Making Tax Digital (MTD) fails to reduce the tax gap
One of the main reasons, according to HMRC, why MTD is being introducing is to reduce errors and therefore increase the amount of taxes collected.
Many businesses and individuals are being forced to ‘upgrade’ and pay for new software and systems to comply with the MTD rules.
Whilst some of the comments below relate to VAT, as this is the only tax system currently within MTD, the views expressed are just as relevant to other taxes, such as Income Tax and Corporation Tax, which will come within the MTD system shortly.
The tax gap is the difference between the amount of tax that should be paid to HMRC, and what is actually paid.
The gap between the amount of VAT paid and the VAT expected to be paid by HMRC has increased by £2.3bn during the first year of MTD for VAT. One of main justification for the MTD programme, according to HMRC, is to reduce the tax gap.
A recent HMRC report, measuring the tax gaps for 2019/20, reveals that after five consecutive years of a falling rate in the tax gap, there has been a slight increase in 2019/20.
The total tax underpaid or missing is estimated at £35 billion, which is 5.3% of total tax liabilities. This figure was 5.0% of total tax due in 2018/19, and that percentage has proportionately fallen for the previous five years, from 7.1% in 2013/14.
MTD is supposed to reduce the tax lost from these behaviours and bring in hundreds of millions of pounds of additional tax revenue. So far there has been no clear sign that the tax gap has reduced.
Reasons for the tax gap
Most (3.8%) of the 5.3% tax gap is down to criminal attacks, criminal attacks, tax evasion, the hidden economy and tax avoidance. Only 1.5% is attributed to carelessness and error.

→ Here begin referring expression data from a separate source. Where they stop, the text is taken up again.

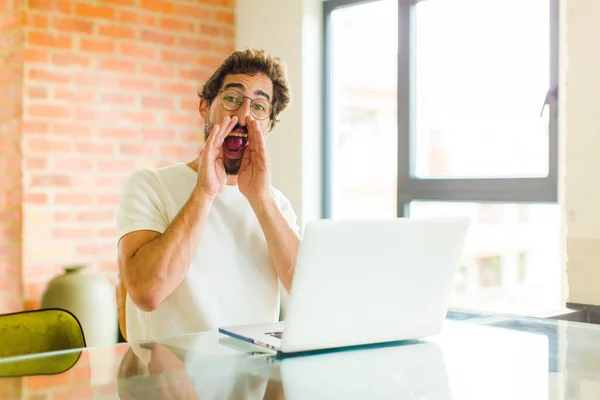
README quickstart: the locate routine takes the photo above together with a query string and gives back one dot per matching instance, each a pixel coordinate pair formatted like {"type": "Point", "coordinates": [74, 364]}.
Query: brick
{"type": "Point", "coordinates": [107, 233]}
{"type": "Point", "coordinates": [225, 16]}
{"type": "Point", "coordinates": [48, 145]}
{"type": "Point", "coordinates": [176, 151]}
{"type": "Point", "coordinates": [117, 65]}
{"type": "Point", "coordinates": [35, 198]}
{"type": "Point", "coordinates": [35, 20]}
{"type": "Point", "coordinates": [35, 55]}
{"type": "Point", "coordinates": [185, 120]}
{"type": "Point", "coordinates": [74, 199]}
{"type": "Point", "coordinates": [37, 92]}
{"type": "Point", "coordinates": [49, 76]}
{"type": "Point", "coordinates": [95, 216]}
{"type": "Point", "coordinates": [158, 6]}
{"type": "Point", "coordinates": [49, 40]}
{"type": "Point", "coordinates": [137, 84]}
{"type": "Point", "coordinates": [195, 74]}
{"type": "Point", "coordinates": [158, 134]}
{"type": "Point", "coordinates": [195, 12]}
{"type": "Point", "coordinates": [140, 117]}
{"type": "Point", "coordinates": [121, 2]}
{"type": "Point", "coordinates": [95, 148]}
{"type": "Point", "coordinates": [71, 130]}
{"type": "Point", "coordinates": [136, 17]}
{"type": "Point", "coordinates": [138, 149]}
{"type": "Point", "coordinates": [54, 6]}
{"type": "Point", "coordinates": [73, 233]}
{"type": "Point", "coordinates": [30, 127]}
{"type": "Point", "coordinates": [213, 62]}
{"type": "Point", "coordinates": [95, 80]}
{"type": "Point", "coordinates": [189, 105]}
{"type": "Point", "coordinates": [72, 164]}
{"type": "Point", "coordinates": [216, 31]}
{"type": "Point", "coordinates": [94, 11]}
{"type": "Point", "coordinates": [177, 25]}
{"type": "Point", "coordinates": [50, 180]}
{"type": "Point", "coordinates": [73, 24]}
{"type": "Point", "coordinates": [158, 103]}
{"type": "Point", "coordinates": [118, 133]}
{"type": "Point", "coordinates": [113, 199]}
{"type": "Point", "coordinates": [35, 163]}
{"type": "Point", "coordinates": [178, 88]}
{"type": "Point", "coordinates": [161, 71]}
{"type": "Point", "coordinates": [226, 48]}
{"type": "Point", "coordinates": [111, 181]}
{"type": "Point", "coordinates": [179, 57]}
{"type": "Point", "coordinates": [10, 21]}
{"type": "Point", "coordinates": [97, 46]}
{"type": "Point", "coordinates": [116, 165]}
{"type": "Point", "coordinates": [118, 98]}
{"type": "Point", "coordinates": [191, 136]}
{"type": "Point", "coordinates": [77, 96]}
{"type": "Point", "coordinates": [116, 31]}
{"type": "Point", "coordinates": [132, 50]}
{"type": "Point", "coordinates": [48, 111]}
{"type": "Point", "coordinates": [158, 38]}
{"type": "Point", "coordinates": [195, 44]}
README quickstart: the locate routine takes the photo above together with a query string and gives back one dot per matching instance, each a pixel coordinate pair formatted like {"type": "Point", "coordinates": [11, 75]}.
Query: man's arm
{"type": "Point", "coordinates": [152, 265]}
{"type": "Point", "coordinates": [282, 241]}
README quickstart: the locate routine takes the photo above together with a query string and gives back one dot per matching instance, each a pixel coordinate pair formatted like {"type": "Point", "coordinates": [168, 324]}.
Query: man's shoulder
{"type": "Point", "coordinates": [154, 176]}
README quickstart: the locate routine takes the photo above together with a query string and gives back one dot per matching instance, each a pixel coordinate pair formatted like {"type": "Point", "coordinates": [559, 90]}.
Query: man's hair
{"type": "Point", "coordinates": [252, 62]}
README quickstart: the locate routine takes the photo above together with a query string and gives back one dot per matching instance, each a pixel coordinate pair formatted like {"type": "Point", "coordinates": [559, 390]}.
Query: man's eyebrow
{"type": "Point", "coordinates": [237, 85]}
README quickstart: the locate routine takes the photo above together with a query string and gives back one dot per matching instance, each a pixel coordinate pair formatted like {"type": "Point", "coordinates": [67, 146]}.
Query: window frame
{"type": "Point", "coordinates": [410, 188]}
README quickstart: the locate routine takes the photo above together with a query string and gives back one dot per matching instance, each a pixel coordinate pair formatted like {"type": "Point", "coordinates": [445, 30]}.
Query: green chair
{"type": "Point", "coordinates": [32, 332]}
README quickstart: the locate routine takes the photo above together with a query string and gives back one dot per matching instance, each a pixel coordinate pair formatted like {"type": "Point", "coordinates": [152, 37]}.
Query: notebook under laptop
{"type": "Point", "coordinates": [361, 282]}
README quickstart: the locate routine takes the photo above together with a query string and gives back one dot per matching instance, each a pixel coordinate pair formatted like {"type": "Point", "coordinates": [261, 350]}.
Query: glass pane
{"type": "Point", "coordinates": [482, 73]}
{"type": "Point", "coordinates": [363, 105]}
{"type": "Point", "coordinates": [512, 256]}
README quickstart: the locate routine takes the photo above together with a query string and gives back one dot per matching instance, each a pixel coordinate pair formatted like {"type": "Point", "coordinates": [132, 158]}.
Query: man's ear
{"type": "Point", "coordinates": [203, 107]}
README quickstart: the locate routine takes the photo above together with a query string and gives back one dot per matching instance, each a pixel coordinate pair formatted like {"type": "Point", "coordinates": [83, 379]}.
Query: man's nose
{"type": "Point", "coordinates": [244, 110]}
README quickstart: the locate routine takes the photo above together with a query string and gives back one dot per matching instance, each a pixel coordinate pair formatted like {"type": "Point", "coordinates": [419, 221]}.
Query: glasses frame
{"type": "Point", "coordinates": [270, 115]}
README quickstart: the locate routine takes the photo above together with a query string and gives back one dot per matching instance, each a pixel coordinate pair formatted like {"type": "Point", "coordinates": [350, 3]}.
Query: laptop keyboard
{"type": "Point", "coordinates": [275, 334]}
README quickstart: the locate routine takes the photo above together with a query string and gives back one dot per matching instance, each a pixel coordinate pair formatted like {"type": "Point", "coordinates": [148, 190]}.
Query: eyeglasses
{"type": "Point", "coordinates": [231, 100]}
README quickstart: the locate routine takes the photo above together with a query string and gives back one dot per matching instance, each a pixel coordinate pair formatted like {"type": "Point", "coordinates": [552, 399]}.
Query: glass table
{"type": "Point", "coordinates": [476, 356]}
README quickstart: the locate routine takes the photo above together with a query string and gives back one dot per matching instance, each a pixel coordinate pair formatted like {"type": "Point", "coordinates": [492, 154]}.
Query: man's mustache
{"type": "Point", "coordinates": [240, 128]}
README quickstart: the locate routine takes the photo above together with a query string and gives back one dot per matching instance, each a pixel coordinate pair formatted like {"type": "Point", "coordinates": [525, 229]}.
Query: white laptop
{"type": "Point", "coordinates": [364, 282]}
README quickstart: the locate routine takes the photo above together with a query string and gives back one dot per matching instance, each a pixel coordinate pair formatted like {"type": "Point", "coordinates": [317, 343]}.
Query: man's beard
{"type": "Point", "coordinates": [232, 167]}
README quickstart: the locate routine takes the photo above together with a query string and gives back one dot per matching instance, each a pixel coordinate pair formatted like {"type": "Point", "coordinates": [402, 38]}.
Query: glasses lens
{"type": "Point", "coordinates": [261, 109]}
{"type": "Point", "coordinates": [231, 99]}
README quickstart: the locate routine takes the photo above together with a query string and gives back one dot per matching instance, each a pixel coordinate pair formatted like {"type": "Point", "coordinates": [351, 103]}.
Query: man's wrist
{"type": "Point", "coordinates": [259, 204]}
{"type": "Point", "coordinates": [201, 199]}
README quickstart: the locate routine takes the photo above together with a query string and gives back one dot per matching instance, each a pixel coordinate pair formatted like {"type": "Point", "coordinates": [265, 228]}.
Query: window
{"type": "Point", "coordinates": [448, 108]}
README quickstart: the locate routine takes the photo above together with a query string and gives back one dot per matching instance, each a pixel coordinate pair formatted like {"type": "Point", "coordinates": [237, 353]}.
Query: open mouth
{"type": "Point", "coordinates": [235, 143]}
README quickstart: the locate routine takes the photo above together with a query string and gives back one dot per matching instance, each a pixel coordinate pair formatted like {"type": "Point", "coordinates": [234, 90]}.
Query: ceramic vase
{"type": "Point", "coordinates": [91, 298]}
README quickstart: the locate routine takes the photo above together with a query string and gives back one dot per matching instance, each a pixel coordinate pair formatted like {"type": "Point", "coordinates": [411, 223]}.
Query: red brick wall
{"type": "Point", "coordinates": [109, 87]}
{"type": "Point", "coordinates": [11, 83]}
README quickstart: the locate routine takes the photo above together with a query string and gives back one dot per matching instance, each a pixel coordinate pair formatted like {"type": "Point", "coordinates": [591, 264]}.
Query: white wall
{"type": "Point", "coordinates": [291, 30]}
{"type": "Point", "coordinates": [581, 122]}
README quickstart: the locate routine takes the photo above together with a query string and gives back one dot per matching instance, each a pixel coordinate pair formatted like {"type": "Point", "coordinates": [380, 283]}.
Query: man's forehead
{"type": "Point", "coordinates": [251, 83]}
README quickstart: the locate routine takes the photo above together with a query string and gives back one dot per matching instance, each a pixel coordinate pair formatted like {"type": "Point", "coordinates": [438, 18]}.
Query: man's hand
{"type": "Point", "coordinates": [211, 172]}
{"type": "Point", "coordinates": [254, 177]}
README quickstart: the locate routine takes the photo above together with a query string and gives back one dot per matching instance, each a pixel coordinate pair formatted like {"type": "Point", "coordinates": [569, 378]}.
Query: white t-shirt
{"type": "Point", "coordinates": [231, 280]}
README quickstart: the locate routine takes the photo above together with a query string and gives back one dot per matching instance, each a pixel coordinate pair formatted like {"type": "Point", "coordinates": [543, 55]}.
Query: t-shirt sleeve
{"type": "Point", "coordinates": [141, 205]}
{"type": "Point", "coordinates": [285, 206]}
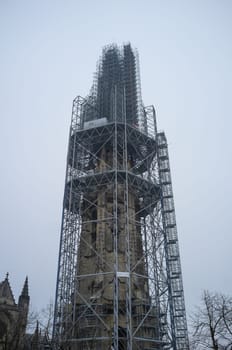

All MTD can ever hope to do is to pick up errors and carelessness, as the other categories are deliberate.
MTD is unlikely to reduce the number of taxpayer errors and most probably could even increase them.
New software and processes
Forcing taxpayers away from their non-digital, steady and reliable simple manual records, or their existing computer systems is not always advisable or clever. Digital computer accounting records could and possibly has resulted in more errors and mistakes.
This was made clear in the House of Lords Economic Affairs Select Committee Report published in November 2018 regarding the proposed MTD for VAT. It can be said that HMRC has ignored that report and pushed a head with digital recordkeeping and digital submissions of tax returns.
We have seen clients, who maintained perfectly good paper based accounting records or spreadsheet based cashbooks and ledgers, forced or encouraged to move onto Quick Books, Xero and Sage etc.
The recent TV adverts from the above software companies have only encouraged businesses and individuals to acquire new software to help them comply with MTD. Unless they understand their software and have procedures in place to review and check their records then as you would expect they can and do made a complete and utter pig's ear of their accounting records and VAT returns.
We are sure that you have heard the old adage of ‘garbage in [to a computer] equals garbage out [to HMRC}’.
Accountants have been explaining for years that computerisation tends to lead to over claiming of VAT on purchases because of software automatically calculating reclaimable input VAT when none was on the invoice.
Clients have moved on to software and claimed input VAT on pension contributions, insurance premiums, wages and salaries etc, where there is no VAT to reclaim, because the computer has calculated it based on some default process.
On many occasions, we have seen clients reclaim the actual VAT payment, that they have just made to HMRC from their last VAT return, on their next VAT return. This has arisen when processing the bank payment for the VAT amount paid. They have put the VAT payment into the VAT box on their software, rather than the net expense box. As they do not fully understand what each box in their software does, they are not always aware of the ramifications of what they have done.
Bank transaction based processing
Most modern cloud based software now works by importing and auto-coding and auto-VAT calculating transactions from automatic ‘bank-feeds’. Traditionally, people would use paper-based invoices to identify the VAT on business expenses by methodically working through invoices and bank transactions.
This suggests that wide-scale accidental overclaiming of VAT and expenses could be larger than boring old Excel systems or sitting down with a pile of invoices and manually processing them.
Auto-imported bank feeds etc are rarely fully checked by accountants and bookkeepers anywhere near as much as manually processed paperwork. It is so easy for clients to just click a button, import transactions, auto code, post them to their software and then send the VAT Return to HMRC.
Why are HMRC so surprised that VAT and other taxes being collected, through radical changes in systems and processes, have fallen so much.
I am not saying that using computers and Making Tax Digital, per se, is a bad thing. I think it would be better to encourage businesses and taxpayers to use the MTD system because of its perceived benefits rather than forcing it upon them.
I’m sure you have heard the old story of the battle between the Sun and the Wind, trying to force the man to remove his cape from his back. The Wind blew and blew but could not remove the cape. The Sun was gentler and persuaded the man to remove his cape. The man could see the benefits of removing his cape in the hot weather. Maybe HMRC should do the same thing?